AI Act : un sursaut d’intelligence collectif
Un édito de François Mathieu
- Publié le 13-03-2024 à 00h00
- Mis à jour le 14-03-2024 à 09h44
Une évidence : une entreprise qui n’investit plus est une entreprise qui se meurt. Autre évidence : l’intelligence artificielle, qu’on le veuille non, est incontournable. À l’ère numérique, et on peut le saluer, le Parlement européen vient d’adopter une nouvelle réglementation – l’AI Act, dont le contenu a fait l’objet d’un accord avec les États membres – qui devrait concilier ces deux constats. L’Union européenne (UE) se dote en effet d’un puissant cadre légal, le premier au monde, qui devrait faciliter le développement et la commercialisation de produits s’appuyant sur des technologies d’intelligence artificielle a priori accessibles au grand public (”open source”). Et enrayer ses dérives.
Cela peut profiter aux entreprises européennes. L’enjeu pour l’Europe est colossal.
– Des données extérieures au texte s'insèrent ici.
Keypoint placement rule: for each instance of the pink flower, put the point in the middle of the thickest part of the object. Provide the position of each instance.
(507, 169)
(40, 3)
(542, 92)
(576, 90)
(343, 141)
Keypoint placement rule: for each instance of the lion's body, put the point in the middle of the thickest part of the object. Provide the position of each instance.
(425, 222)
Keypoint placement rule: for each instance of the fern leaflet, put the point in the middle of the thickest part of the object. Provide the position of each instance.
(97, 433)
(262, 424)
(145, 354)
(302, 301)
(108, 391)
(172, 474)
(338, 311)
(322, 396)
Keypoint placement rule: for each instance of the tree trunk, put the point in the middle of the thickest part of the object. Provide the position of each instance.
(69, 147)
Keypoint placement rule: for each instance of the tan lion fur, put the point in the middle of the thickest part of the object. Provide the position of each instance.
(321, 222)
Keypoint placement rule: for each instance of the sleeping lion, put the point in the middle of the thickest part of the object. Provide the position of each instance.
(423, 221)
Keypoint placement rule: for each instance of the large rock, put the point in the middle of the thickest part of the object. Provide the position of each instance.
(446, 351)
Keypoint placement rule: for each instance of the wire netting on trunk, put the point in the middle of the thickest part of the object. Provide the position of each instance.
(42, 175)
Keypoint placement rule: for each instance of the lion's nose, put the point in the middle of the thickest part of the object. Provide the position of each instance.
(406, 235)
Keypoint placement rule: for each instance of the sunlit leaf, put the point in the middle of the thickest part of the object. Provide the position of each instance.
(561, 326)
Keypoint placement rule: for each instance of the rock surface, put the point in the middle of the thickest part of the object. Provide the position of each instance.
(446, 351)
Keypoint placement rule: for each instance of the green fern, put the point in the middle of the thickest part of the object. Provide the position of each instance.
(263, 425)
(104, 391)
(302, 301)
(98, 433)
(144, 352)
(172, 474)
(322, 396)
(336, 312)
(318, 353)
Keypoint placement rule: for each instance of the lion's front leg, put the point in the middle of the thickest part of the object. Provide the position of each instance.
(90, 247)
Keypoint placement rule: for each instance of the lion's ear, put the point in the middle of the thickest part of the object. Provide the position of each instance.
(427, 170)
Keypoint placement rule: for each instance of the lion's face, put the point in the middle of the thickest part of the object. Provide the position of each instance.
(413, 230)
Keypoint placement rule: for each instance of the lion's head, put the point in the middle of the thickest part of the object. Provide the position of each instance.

Alors que la productivité, l’un des moteurs de notre prospérité future, est en panne dans la plupart des États membres, ce recours balisé à l’intelligence artificielle devrait favoriser l’innovation, le développement de nouveaux processus industriels et de nouveaux services à haute valeur ajoutée.
Sans jouer les candides, en étant la première au monde à définir ce cadre légal, l’Europe prend pour une fois une longueur d’avance qui peut inspirer la confiance des investisseurs. C’est primordial, évidemment. Depuis la crise sanitaire et l’éclatement de la crise énergétique suite à l’invasion de l’Ukraine par la Russie, les énormes lacunes européennes sur le terrain industriel sont apparues au grand jour. L’Europe ne joue déjà plus le haut du classement, mais ce cadre légal peut lui permettre de retrouver une place de choix sur la scène économique mondiale. L’Europe n’a au fond pas tellement le choix. Des investissements importants ne sont pas seulement nécessaires pour assurer cette transition numérique. L’Europe doit aussi retrouver des marges pour faire face au défi du vieillissement de sa population. Pour le dire autrement, il faut trouver des sources de financement des dépenses de soins de santé et de retraite. Peu d’États membres sont préparés à ce choc. Et on ne parle pas des investissements à réaliser dans la transition climatique et dans la défense. L’intelligence artificielle est une opportunité. L’Europe l’a bien compris, c’est heureux. Reste à convertir l’essai, et faire en sorte que ce sursaut d’intelligence collectif ne soit pas superficiel.